Organizei o equipamento,  como fonoaudióloga clínica eu sou apaixonada totalmente pela área de Audiologia, na realização da triagem auditiva neonatal,  o teste da orelhinha como é conhecido popularmente. Foi nosso primeiro passo com Amanda, embora naquela época não fosse tão bem divulgado.

—Boa tarde,  como vão? 

Levantei recepcionando os pais e os gêmeos com  um mês. Retomei nossa entrevista, com algumas das informações da primeira vez que estiveram no consultório. O reteste geralmente assustava a família.  

—Agora, vamos deixar a sala o mais confortável,  é um exame bem simples, vamos repetir a colocação dessa oliva na orelha e o equipamento vai emitir alguns sons que a analisarei. — os bebês sonolentos realizaram o  teste mais rápido — O otorrinolaringologista também solicitou o bera. Ele é um pouco diferente, vou colocar esses eletrodos (adesivos) e novamente emitir alguns sons de frequência específicas. Nesse exame já conseguimos avaliar a resposta auditiva dos bebês. 

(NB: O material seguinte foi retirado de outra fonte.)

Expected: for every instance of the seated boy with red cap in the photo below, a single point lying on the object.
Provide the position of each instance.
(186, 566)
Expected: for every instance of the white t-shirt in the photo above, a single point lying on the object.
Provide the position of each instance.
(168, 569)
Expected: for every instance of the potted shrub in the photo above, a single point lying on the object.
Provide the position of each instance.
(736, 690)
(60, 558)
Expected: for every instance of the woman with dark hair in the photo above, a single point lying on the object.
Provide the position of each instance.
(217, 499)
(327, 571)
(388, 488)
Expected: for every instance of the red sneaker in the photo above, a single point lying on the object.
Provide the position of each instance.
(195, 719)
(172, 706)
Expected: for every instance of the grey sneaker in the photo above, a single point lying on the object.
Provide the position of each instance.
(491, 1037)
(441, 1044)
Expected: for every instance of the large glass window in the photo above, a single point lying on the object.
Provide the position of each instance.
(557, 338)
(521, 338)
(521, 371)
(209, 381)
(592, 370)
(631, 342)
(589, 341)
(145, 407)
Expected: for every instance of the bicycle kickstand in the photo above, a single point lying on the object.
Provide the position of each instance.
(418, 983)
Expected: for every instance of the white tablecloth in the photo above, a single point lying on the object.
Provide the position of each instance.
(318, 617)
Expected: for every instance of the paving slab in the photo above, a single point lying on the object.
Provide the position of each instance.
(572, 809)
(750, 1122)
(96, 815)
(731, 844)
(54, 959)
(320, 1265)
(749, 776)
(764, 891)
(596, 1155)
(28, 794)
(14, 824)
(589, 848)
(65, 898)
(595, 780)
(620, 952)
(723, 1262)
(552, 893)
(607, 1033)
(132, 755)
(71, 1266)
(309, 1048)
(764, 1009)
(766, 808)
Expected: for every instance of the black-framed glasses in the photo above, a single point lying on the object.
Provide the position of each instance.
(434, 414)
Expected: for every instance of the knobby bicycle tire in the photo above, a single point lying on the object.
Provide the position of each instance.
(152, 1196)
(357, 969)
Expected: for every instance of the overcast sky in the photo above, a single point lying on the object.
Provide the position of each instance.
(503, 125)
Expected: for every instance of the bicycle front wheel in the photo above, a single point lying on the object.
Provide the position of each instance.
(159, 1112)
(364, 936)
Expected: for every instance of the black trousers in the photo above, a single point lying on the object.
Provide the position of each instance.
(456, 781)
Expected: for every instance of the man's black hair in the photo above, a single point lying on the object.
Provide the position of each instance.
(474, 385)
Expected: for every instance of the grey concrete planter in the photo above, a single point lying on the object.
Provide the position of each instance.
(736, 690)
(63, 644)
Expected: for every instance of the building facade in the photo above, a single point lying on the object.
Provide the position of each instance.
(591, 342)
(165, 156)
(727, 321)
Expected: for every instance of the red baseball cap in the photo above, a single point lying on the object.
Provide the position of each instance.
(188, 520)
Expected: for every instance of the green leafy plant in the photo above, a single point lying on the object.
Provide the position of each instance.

Ao contrário de minha filha, ao concluir o atendimento me despedi da família com dois exames que demonstravam duas crianças ouvindo perfeitamente bem.  É claro que nem sempre a integridade auditiva era confirmada. 

Terminei de organizar o material, separando o jaleco para lavagem e conferindo as vias dos convênios assinadas.

—Tudo finalizado, doutora.

Sorri para Luzia, minha secretária: 

—Já pedi para me chamar só de Carol. E novamente agradeço por esses primeiros meses como minha assistente. Está realizando um ótimo trabalho.

Luzia era estudante de Fonoaudiologia também.

Com o consultório pronto para o dia seguinte, coloquei a bolsa no ombro e segui para o estacionamento.

Ainda causava algumas reações de surpresa ao responder que não tinha seguido os passos de Bianca com a medicina veterinária. Tanto Igor como eu tínhamos nos envolvidos em várias atividades da fazenda, mas a única que realmente se responsabilizou foi Yasmin, minha cunhada. 

—Olá, olá... — busquei respostas assim que entrei no apartamento, o silêncio me deixou em alerta  e na sala encontrei as meninas com semblante triste. Sim, Lara e Amanda eram amigas inseparáveis, o que colocou por terra os medos de minha filha sobre ter novos amigos em BH. —Aconteceu algo muito sério para esse borocochô? 

—Meu pai.

Apertei os lábios, eu realmente tentava não ultrapassar o limite familiar.

—Façam logo o pedido — murmurei, encurvando os ombros para frente, minha expressão com certeza era de alguém arrependida por essas palavras.

—Lara pode dormir aqui só hoje?

Suspirei:

—Se o pai dela concordar.

—Essa semana estou com minha mãe.  Ela até pediu para ligar.

—Ok.  Trouxe alguma muda de roupa? — a menina balançou a cabeça em negativa, olhei para Amanda que sorria de maneira exagerada — Já sabem o que fazer, empresta um pijama, lavem os uniformes ou vão receber uma advertência no colégio. Isso me deixará chateada e ninguém vai ter lazer o resto da semana.